Papers
Topics
Authors
Recent
Search
2000 character limit reached

Dynamic Bottom-Up Search Strategy

Updated 26 May 2026
  • Dynamic Bottom-Up Search Strategy is a framework that incrementally builds candidate solutions from basic units using cost-guided heuristics and adaptive feedback.
  • It dynamically adjusts the search order and prunes candidate expansions based on real-time evaluations and online learning to enhance scalability.
  • Its applications in program synthesis, query optimization, task planning, parsing, and DNN code generation have demonstrated significant performance improvements.

A dynamic bottom-up search strategy is a class of algorithmic frameworks and techniques in which candidate solutions—or derivations—are constructed incrementally from basic elements via local composition, subject to dynamic feedback from cost models, heuristics, or learned policies. Unlike static, exhaustive, or fixed-order bottom-up enumeration, dynamic variants adaptively alter the search order, prune the search space, or reweight candidate generation in response to intermediate results, partial solutions, or real-time constraints. These strategies have been applied in diverse domains, including automated program synthesis, combinatorial optimization, resource assignment in distributed systems, declarative query optimization, structured prediction, and syntactic parsing.

The foundational principle is explicit construction of candidate global solutions—or parse trees, derivations, programs, schedules, or plans—from atomic units using a predefined set of combination rules. The generation proceeds from "bottom" (atomic units) upward, with each new composite solution created only after its subparts have been constructed. Dynamic elements are incorporated through:

  • Cost-guided prioritization (expanding candidates in cost order, often informed by data-dependent or learned models).
  • Oracle-driven or model-in-the-loop pruning of candidate expansions.
  • Online adaptation: updating heuristics, cost models, or policies based on observed partial solutions, failures, resource states, or external feedback.

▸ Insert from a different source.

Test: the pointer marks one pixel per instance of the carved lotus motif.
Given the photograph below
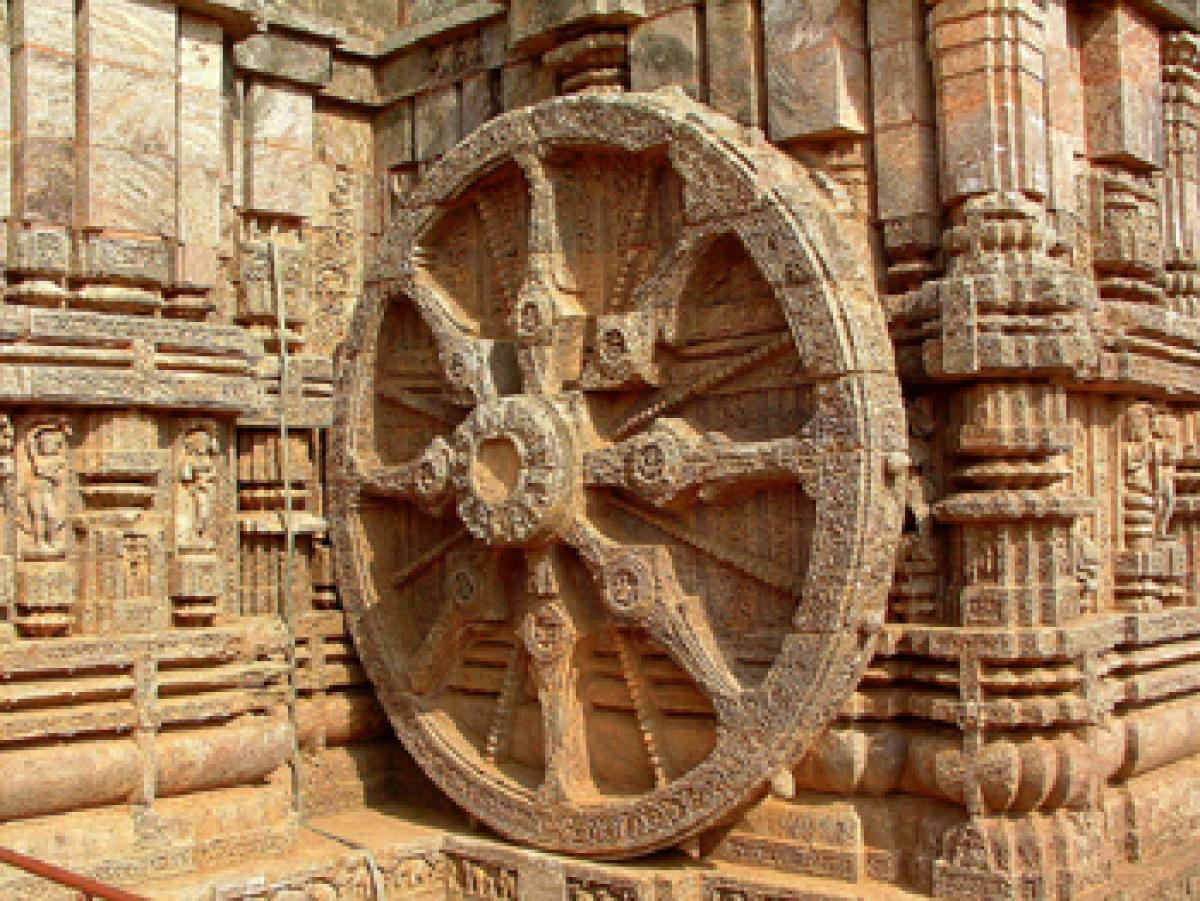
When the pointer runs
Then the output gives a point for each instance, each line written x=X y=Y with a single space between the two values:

This approach aims to retain the optimality and completeness guarantees of classical bottom-up search (such as best-first enumeration) while conditioning traversal on real-time information or learned preferences to achieve scalability, efficiency, and robustness.

2. Formal Algorithms and Representative Frameworks

Multiple algorithmic frameworks instantiate dynamic bottom-up search:

Framework Core Mechanism Paper / arXiv ID
Guided Program Synthesis Cost/prioritized bottom-up program enumeration with neural or PCFG guidance (Barke et al., 2020, Odena et al., 2020, Ameen et al., 2023, Shi et al., 2022)
Query Optimization Interleaved query rewrite and cost-based plan enumeration; multi-level caching (Cheng et al., 6 May 2026)
Distributed Task Allocation Hierarchical escalation: local → central → global, with combinatorial auctions and dynamic task bundling (Liu et al., 2020)
Heuristic Search on AND/OR Graphs Priority-queue–based best-first bottom-up expansion with dynamic heuristics from abstraction (Felzenszwalb et al., 2011)
Constituent Parsing Non-binary bottom-up shift–reduce parsing with dynamic oracles for optimal path maintenance (Fernández-González et al., 2018)
Code Generation for DNNs Layered hardware-aware kernel construction with bottom-up pruning of infeasible candidates and dynamic cost modeling (Zhou et al., 2024)

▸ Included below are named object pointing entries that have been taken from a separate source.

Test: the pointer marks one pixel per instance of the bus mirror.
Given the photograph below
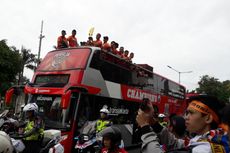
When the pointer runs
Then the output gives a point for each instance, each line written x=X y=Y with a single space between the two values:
x=8 y=96
x=65 y=99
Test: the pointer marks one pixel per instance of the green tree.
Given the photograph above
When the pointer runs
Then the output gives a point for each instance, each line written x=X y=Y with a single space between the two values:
x=212 y=86
x=28 y=60
x=9 y=66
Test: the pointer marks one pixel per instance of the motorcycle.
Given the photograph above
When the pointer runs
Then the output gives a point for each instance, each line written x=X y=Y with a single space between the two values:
x=8 y=124
x=87 y=140
x=50 y=142
x=86 y=144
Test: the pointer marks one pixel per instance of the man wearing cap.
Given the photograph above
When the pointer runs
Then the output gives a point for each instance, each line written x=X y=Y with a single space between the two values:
x=62 y=41
x=72 y=39
x=202 y=118
x=103 y=122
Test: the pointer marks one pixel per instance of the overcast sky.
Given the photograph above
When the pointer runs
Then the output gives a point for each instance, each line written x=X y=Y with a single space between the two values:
x=188 y=35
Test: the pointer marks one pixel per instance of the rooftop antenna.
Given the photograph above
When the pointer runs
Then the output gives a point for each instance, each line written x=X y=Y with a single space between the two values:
x=40 y=43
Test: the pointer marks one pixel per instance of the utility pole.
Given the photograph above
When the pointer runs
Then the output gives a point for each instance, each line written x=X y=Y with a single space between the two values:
x=40 y=43
x=179 y=72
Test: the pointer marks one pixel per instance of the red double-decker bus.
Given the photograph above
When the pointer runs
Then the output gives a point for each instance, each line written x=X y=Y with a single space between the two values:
x=71 y=85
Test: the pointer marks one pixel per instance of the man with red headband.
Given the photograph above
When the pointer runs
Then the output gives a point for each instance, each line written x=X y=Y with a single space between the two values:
x=201 y=118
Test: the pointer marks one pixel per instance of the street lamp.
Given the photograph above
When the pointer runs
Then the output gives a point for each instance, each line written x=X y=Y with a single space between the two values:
x=179 y=72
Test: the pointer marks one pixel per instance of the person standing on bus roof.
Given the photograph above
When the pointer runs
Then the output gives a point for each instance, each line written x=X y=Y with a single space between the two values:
x=131 y=56
x=62 y=41
x=98 y=42
x=72 y=39
x=106 y=45
x=103 y=122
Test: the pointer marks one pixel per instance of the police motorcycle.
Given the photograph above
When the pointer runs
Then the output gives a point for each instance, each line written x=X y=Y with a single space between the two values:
x=86 y=141
x=50 y=142
x=7 y=124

For instance, in best-first bottom-up program synthesis, enumeration is performed in order of non-discretized, data-driven cost estimates (which may be neural or probabilistic), and states are expanded in a priority queue ordered by true cost values. Dynamic learning–in-the-loop approaches update guidance parameters (e.g., production probabilities or neural network weights) during the search itself as new partial solutions are discovered and evaluated (Barke et al., 2020, Odena et al., 2020, Shi et al., 2022).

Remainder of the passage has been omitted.